Preliminary Figures Project 1.52% Tax Increase for South Orange in 2014
Monday, December 16, 2013 • 10:44pm
SOUTH ORANGE, NJ – Village homeowners could see a tax increase of 1.52 percent for 2014, which means the owner of a home assessed at the village average of $460,274.42 would pay $67.58 more in municipal taxes next year.
Village Administrator Barry Lewis Jr. presented preliminary budget figures to trustees on Monday night at the first of a series of budget workshops. “I think this (tax increase) will come down,” Lewis said. “We’ll be able to … reduce the amount to be raised by taxes. I’m pleased with this as a starting point.”
The preliminary budget total for next year is approximately $33.8 million, an increase of less than 1 percent over the 2012 figure of $33.5 million.
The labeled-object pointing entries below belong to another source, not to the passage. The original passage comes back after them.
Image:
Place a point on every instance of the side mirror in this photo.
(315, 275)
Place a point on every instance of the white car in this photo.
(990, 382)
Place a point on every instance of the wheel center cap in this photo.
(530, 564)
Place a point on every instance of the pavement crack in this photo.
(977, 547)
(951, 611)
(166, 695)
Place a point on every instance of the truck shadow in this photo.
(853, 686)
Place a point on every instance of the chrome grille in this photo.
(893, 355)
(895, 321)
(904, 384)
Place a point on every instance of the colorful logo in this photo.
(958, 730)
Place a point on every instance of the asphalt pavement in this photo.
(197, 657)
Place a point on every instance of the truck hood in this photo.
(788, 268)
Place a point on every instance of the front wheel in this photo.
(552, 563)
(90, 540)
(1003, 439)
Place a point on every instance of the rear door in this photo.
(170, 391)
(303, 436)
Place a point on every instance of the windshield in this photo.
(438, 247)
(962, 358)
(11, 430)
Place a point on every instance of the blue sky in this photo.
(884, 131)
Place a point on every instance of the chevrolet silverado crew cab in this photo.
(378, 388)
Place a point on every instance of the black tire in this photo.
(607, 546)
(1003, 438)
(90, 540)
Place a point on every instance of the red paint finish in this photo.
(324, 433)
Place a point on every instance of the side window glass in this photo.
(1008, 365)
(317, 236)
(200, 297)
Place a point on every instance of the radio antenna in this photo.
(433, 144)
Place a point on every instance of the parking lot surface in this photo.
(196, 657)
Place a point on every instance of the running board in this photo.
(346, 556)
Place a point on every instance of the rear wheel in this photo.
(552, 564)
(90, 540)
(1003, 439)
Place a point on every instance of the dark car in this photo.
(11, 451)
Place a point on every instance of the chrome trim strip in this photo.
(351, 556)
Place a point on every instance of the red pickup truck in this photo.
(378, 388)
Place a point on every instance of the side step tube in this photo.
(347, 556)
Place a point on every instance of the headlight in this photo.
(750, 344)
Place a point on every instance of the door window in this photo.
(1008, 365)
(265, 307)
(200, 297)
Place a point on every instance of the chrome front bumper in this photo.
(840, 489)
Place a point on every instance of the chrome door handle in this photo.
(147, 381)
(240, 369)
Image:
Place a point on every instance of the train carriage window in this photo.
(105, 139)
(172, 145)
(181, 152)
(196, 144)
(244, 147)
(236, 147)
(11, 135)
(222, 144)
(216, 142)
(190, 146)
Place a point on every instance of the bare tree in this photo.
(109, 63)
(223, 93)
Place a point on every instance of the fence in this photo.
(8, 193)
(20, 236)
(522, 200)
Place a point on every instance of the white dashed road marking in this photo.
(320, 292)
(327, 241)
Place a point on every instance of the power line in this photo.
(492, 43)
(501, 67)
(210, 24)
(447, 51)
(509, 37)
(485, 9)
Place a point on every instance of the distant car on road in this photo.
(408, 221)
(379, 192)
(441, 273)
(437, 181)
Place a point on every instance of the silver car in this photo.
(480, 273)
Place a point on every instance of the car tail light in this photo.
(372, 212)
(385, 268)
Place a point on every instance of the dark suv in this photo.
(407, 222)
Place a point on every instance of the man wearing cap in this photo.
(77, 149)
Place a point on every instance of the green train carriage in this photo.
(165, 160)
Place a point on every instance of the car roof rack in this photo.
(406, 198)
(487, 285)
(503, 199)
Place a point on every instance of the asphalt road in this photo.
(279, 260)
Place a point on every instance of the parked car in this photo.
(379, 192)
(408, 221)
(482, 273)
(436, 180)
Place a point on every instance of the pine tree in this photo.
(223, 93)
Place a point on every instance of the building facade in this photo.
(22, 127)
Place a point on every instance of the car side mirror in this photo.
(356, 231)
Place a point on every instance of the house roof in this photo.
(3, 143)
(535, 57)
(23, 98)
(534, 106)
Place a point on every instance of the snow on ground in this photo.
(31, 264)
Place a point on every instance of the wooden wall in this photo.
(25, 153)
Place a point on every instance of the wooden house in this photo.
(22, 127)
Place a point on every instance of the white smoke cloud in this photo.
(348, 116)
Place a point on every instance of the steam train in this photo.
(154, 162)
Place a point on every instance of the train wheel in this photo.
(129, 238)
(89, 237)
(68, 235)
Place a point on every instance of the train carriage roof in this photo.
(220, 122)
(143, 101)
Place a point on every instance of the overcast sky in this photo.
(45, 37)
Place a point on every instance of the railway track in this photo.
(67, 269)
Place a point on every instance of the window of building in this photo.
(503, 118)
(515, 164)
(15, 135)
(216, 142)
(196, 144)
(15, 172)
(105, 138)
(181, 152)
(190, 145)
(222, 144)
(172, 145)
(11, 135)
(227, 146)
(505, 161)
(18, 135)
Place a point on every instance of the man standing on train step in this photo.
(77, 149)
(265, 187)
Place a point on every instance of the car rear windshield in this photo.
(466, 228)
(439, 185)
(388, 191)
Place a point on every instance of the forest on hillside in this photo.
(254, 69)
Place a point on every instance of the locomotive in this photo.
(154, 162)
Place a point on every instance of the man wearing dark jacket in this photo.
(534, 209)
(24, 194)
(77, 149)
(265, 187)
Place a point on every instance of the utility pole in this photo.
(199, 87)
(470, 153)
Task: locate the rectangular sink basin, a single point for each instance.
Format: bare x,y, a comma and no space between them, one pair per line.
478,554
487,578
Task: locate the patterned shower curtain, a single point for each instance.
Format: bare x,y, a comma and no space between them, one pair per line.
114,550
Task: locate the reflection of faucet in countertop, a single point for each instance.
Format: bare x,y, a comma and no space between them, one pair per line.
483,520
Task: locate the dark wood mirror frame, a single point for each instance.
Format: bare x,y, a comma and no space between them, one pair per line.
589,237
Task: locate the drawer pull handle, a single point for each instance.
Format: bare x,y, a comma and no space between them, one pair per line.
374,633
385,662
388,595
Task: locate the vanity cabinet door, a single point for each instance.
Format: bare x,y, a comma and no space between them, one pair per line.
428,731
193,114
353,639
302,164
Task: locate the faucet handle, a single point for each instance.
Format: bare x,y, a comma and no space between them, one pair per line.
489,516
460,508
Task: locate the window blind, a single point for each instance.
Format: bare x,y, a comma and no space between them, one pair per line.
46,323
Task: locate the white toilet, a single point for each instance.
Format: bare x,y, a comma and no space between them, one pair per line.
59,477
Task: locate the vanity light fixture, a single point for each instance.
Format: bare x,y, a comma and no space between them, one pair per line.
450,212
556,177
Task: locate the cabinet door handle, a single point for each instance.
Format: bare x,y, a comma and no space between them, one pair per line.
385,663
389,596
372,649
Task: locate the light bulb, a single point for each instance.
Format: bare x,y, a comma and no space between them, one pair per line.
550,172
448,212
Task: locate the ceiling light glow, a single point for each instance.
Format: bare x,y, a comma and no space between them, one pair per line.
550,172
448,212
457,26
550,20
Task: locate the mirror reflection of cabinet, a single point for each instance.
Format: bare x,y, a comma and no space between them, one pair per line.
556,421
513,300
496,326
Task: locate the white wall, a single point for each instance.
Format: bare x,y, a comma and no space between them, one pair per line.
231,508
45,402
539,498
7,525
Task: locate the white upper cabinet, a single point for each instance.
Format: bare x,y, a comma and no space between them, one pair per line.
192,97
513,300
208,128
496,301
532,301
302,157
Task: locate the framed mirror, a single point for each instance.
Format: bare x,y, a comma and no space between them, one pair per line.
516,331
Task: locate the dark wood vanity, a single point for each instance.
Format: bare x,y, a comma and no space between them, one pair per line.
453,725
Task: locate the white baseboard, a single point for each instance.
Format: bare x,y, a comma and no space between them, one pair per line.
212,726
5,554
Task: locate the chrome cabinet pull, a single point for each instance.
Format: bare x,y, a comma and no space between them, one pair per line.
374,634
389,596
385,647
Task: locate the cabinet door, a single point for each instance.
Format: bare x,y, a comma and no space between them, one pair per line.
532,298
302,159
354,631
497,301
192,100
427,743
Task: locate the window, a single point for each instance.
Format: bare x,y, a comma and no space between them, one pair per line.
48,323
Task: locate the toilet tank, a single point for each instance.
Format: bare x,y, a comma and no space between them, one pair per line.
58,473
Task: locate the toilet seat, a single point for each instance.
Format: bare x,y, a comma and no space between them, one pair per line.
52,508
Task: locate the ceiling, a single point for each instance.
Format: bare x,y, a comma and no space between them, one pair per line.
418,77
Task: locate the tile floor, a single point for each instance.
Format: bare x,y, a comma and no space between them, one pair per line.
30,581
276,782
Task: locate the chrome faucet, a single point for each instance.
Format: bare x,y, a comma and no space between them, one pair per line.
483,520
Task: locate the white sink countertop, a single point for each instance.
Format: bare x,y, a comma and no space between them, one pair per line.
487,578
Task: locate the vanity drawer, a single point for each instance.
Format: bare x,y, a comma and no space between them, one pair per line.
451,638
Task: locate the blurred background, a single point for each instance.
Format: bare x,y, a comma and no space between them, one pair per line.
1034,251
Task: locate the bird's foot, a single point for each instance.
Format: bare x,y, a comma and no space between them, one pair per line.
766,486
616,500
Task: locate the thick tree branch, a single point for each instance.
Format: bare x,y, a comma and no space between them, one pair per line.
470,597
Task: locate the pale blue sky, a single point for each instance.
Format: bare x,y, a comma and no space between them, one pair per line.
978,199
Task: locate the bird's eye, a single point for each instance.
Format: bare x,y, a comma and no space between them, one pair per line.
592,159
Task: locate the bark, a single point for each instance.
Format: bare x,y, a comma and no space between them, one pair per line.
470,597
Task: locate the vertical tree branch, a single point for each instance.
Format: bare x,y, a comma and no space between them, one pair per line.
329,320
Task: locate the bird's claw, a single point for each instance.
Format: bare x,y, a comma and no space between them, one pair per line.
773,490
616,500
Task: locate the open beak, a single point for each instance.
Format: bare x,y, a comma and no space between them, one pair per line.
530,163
Taxpayers would contribute approximately $22 million toward the budget, with the rest coming from other revenue sources.
“This is a preliminary look … at our 2014 budget,” Village President Alex Torpey said. “What all of us want to do is to bring down the increase as much as possible.”
Lewis said the 2014 budget maintains the same level of services as the current budget year.
In his presentation, Lewis provided more detail about what he called “items that have unusual adjustments.”
For example, the village anticipates adding an employee in the information technology area at a projected cost of $40,000. However, Lewis said that the salary will be offset by revenue generated through a shared-services agreement with Maplewood.
No increase was budgeted for police salaries, even though the police contract calls for raises. Lewis explained that the village would be able to hold the line on costs because of the retirement of officers who would be replaced by officers at entry-level salaries.
The village also will save money on utility bills in 2014 because it is not paying utilities for Village Hall.
Construction fee revenues have increased substantially because “activity levels just really exploded on us,” Lewis said, noting that Seton Hall University’s construction projects are partly responsible. Those revenues are estimated at $600,000 for next year.
The trustees took a close look at sewer user fees, noting that the village added a $25 surcharge in 2013 to sewer bills in order to cover the village’s share of litigation costs in a massive pollution lawsuit. That litigation is ongoing, but trustees seemed reluctant to impose the $25 fee for a second year.
Lewis also covered the capital budget, which pays for projects from money the village borrows. The preliminary capital budget was set at nearly $2 million. The major-ticket items on the 2014 proposal were the purchase of vehicles and equipment for the Department of Public works at $350,000 and money for street repairs at $1.49 million.
The two streets included in the preliminary proposal are Hartford and Glenview roads. The money also would cover improvements to Irvington Avenue, traffic safety improvement, and repair to curbs and sidewalks owned by the village.
No date has been set for the next budget workshop.